Use new logging module throughout PyLNP

This will be an ongoing upgrade for several areas of code, but the mods module is particularly relevant as knowing where something went wrong is otherwise almost impossible. In general anything which may leave an invalid state after an error should have some logging available.

[Issue created by PeridexisErrant: 2015-03-05] [Last updated on bitbucket: 2015-12-04]

[Comment created by Pidgeot: 2015-12-04] Replace remaining print statements with log calls (fixes #70)

→ <>

[Comment created by Pidgeot: 2015-05-09]

Is the Qt GUI not threaded? I assumed so due to the talk about threads and the fact that it's pretty responsive.

AFAIK, the issue with Qt had to do with the fact that a Qt thread is subtly different from a standard Python thread, and this caused certain things to break - nothing else. Dirk should know more, though.

Making extra instances of Log could be troublesome since they aren't recorded in the main lines and doesn't output to the console by default, but I'm sure it could be modified a bit to work.

If you ask your new instance to output to stderr (set output_err to True), then it'll get picked up by the errorlog module to make it visible to the user (File > Output log). This isn't the default, because it's not a given that all log output needs to go to stderr (when dealing with a custom instance, that is).

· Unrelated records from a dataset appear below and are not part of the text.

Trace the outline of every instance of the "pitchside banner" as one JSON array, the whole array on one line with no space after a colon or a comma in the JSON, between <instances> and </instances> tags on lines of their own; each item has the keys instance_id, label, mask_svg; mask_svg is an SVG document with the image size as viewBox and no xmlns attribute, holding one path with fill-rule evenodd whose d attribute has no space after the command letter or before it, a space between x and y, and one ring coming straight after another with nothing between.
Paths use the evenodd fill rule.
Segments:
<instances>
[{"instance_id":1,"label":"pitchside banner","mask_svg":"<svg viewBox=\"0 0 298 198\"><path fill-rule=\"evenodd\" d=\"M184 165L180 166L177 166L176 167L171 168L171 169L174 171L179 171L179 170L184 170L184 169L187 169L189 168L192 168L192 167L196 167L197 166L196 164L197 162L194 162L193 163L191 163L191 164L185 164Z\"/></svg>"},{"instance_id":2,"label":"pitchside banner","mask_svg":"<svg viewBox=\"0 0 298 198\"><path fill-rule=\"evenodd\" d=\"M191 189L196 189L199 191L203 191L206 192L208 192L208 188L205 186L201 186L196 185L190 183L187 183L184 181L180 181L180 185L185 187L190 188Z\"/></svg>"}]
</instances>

As far as usability, I think the logger should support *args and interpolate those into the message, e.g. log.d("Oh no the value should be %s not %s", x, y)

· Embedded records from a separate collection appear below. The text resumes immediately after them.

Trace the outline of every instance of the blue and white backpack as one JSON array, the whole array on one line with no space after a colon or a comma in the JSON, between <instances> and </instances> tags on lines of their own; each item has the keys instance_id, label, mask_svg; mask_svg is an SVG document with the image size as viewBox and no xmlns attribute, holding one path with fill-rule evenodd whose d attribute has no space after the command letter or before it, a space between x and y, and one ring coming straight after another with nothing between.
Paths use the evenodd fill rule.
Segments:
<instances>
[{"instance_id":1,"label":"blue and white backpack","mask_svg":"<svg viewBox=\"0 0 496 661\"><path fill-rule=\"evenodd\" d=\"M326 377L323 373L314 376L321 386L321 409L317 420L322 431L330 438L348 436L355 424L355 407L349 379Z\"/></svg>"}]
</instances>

Makes perfect sense. I'll get that in there.

[Comment created by jmorgensen: 2015-05-09] Is the Qt GUI not threaded? I assumed so due to the talk about threads and the fact that it's pretty responsive.

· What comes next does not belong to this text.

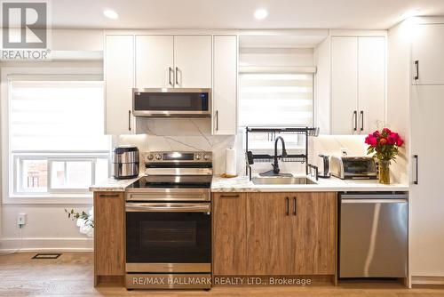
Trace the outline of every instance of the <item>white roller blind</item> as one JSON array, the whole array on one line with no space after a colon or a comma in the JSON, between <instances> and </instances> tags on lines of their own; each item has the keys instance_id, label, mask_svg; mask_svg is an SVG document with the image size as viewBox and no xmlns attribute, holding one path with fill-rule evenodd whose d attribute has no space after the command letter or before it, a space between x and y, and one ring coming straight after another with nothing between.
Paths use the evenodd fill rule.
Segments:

I agree that most of the core code shouldn't be threaded. I'm not even sure downloads should be in core, but that's another matter.

Making extra instances of Log could be troublesome since they aren't recorded in the main lines and doesn't output to the console by default, but I'm sure it could be modified a bit to work.

As far as usability, I think the logger should support *args and interpolate those into the message, e.g. log.d("Oh no the value should be %s not %s", x, y)

[Comment created by Pidgeot: 2015-05-09]

I think the current log system takes care of 1, but not 2.

In the case of 2: If you have absolutely no idea where it is, that's what the -d switch is for. If you know it's a particular operation, that's what push/pop_level is for.

Everything becomes threaded when you have a responsive GUI.

But we don't really have that, so I'm not sure what you're trying to say here. Other than downloading, every operation (intentionally!) blocks to avoid an unsafe situation where two operations try to do conflicting things.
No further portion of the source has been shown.